Tune in. Turn on. Change History America in the Sixties is a country at a crossroads: Vietnam, the civil rights movement, the Cuban missile crisis, the sexual revolution, FBI, CIA and LSD. A new president, John F. Kennedy, is promising change. While some people believe in the future, others conspire to control it. Chandler Forrestal is a man whose life is changed for ever when he is unwittingly dragged into a CIA mind-control experiment. After being given a massive dose of LSD, Chandler develops a frightening array of mental powers. With his one-in-a-billion brain chemistry, Chandler's heightened perception uncovers a plot to assassinate President Kennedy. Propelled to stop the conspiracy, Chandler becomes a target for deadly forces in and out of government. Chased across America, will Chandler be able to harness his 'shift' and rewrite history? Both heart-stopping and thought-provoking, "Shift" is a new calibre of thriller set at the collision of Sixties counter-culture and the rise of dark forces in world government.


REVIEW:

I love a conspiracy thriller as much as the next guy but when you get one written by the creator of Heroes and add another thriller writer (Dale Peck) into the mix, you know it’s a no holds barred title that takes the reader into a world of denial and negligible culpability as the principle character alongside some well-known cameo’s take the reader on a journey of double dealing, politics and back stabbing where your closest confident can swiftly become your deadliest enemy.

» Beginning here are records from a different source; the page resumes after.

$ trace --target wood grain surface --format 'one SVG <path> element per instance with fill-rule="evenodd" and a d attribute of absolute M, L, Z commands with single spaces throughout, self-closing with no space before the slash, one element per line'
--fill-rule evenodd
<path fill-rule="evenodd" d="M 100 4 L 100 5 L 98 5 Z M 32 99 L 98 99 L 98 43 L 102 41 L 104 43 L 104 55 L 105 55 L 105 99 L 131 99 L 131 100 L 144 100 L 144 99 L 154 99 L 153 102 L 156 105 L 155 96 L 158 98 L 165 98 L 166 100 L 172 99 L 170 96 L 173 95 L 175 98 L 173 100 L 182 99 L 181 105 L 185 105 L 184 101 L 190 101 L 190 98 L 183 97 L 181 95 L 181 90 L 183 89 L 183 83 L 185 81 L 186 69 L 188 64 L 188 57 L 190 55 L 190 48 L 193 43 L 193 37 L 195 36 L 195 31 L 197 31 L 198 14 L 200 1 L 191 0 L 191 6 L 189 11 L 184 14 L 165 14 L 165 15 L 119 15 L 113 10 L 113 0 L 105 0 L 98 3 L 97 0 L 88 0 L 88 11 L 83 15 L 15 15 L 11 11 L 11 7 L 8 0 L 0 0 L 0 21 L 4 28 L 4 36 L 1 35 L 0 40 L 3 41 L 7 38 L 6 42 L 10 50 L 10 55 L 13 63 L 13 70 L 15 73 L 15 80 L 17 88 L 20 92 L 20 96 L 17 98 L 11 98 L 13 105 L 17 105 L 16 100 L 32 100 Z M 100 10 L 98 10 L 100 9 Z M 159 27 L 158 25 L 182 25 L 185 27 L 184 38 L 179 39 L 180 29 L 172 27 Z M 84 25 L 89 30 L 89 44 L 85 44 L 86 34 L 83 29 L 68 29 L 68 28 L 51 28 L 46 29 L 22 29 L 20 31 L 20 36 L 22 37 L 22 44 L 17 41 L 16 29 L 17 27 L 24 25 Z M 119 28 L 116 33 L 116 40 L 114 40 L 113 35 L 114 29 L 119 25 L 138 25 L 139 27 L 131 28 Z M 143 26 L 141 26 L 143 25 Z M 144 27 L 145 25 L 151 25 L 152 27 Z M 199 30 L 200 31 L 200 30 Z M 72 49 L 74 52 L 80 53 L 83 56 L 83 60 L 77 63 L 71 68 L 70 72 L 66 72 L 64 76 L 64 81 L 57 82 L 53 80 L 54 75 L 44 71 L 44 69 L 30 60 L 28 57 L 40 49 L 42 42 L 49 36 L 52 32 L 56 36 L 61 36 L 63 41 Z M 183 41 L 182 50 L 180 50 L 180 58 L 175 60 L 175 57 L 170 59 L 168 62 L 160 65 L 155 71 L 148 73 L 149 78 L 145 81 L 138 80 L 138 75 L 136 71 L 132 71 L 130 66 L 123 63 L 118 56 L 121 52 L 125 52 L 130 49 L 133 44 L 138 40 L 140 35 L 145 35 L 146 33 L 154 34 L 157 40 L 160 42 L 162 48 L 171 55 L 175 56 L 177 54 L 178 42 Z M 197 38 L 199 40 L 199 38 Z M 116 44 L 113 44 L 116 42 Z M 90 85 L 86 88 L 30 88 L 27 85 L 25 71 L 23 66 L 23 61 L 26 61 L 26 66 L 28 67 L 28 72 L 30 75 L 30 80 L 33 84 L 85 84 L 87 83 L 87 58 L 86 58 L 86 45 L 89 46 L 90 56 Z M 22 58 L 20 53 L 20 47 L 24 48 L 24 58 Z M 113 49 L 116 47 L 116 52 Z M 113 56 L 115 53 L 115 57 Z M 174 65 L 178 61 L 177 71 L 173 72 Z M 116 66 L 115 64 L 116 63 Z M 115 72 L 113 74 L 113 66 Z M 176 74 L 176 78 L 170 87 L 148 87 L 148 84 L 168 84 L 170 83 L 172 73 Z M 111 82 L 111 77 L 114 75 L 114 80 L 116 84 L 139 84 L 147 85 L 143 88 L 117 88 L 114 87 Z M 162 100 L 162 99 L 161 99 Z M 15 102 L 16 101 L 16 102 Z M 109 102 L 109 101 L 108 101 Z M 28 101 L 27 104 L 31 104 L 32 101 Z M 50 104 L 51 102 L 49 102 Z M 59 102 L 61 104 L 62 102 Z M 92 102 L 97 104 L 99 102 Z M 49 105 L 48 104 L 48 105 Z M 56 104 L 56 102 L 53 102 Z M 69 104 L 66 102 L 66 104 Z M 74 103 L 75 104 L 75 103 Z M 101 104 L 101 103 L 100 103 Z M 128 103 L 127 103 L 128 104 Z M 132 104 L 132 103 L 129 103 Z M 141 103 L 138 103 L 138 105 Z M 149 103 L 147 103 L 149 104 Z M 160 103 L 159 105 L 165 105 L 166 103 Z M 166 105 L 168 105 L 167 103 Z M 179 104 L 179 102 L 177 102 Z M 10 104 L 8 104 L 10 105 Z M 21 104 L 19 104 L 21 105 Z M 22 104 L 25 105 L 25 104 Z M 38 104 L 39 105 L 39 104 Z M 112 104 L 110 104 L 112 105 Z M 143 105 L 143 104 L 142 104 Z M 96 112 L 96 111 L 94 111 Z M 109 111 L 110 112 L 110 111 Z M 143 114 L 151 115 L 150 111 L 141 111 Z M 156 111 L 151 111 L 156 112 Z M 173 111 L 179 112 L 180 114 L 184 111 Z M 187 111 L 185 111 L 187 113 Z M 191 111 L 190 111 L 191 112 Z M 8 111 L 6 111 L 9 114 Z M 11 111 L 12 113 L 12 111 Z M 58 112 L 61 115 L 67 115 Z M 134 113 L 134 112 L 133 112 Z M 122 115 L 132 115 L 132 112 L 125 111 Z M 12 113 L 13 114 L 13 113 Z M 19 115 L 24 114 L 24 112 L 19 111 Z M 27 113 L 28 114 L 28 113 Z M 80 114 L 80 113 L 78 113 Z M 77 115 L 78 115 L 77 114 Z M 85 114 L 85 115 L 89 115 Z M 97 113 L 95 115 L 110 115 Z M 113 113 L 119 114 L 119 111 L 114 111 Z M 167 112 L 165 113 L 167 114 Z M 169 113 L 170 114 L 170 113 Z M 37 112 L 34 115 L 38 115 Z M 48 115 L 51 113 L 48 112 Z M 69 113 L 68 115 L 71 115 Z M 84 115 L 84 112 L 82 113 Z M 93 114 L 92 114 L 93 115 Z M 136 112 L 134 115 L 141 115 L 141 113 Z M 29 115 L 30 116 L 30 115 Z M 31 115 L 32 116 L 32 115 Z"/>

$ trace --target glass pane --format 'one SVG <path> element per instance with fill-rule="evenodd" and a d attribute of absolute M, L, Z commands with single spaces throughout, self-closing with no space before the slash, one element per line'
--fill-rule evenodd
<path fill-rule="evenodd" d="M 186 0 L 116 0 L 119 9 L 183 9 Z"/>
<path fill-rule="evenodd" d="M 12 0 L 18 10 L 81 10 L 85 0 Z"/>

Add to this a cracking sense of delusional paranoia and a plotline that’s so wickedly twisted you just can’t figure out the route until the final page and overall it’s a story that will thrill as well as enthuse the reader. Crackingly well written and definitely something different to a lot of titles already out there. I really expect a TV series of this at some point shortly.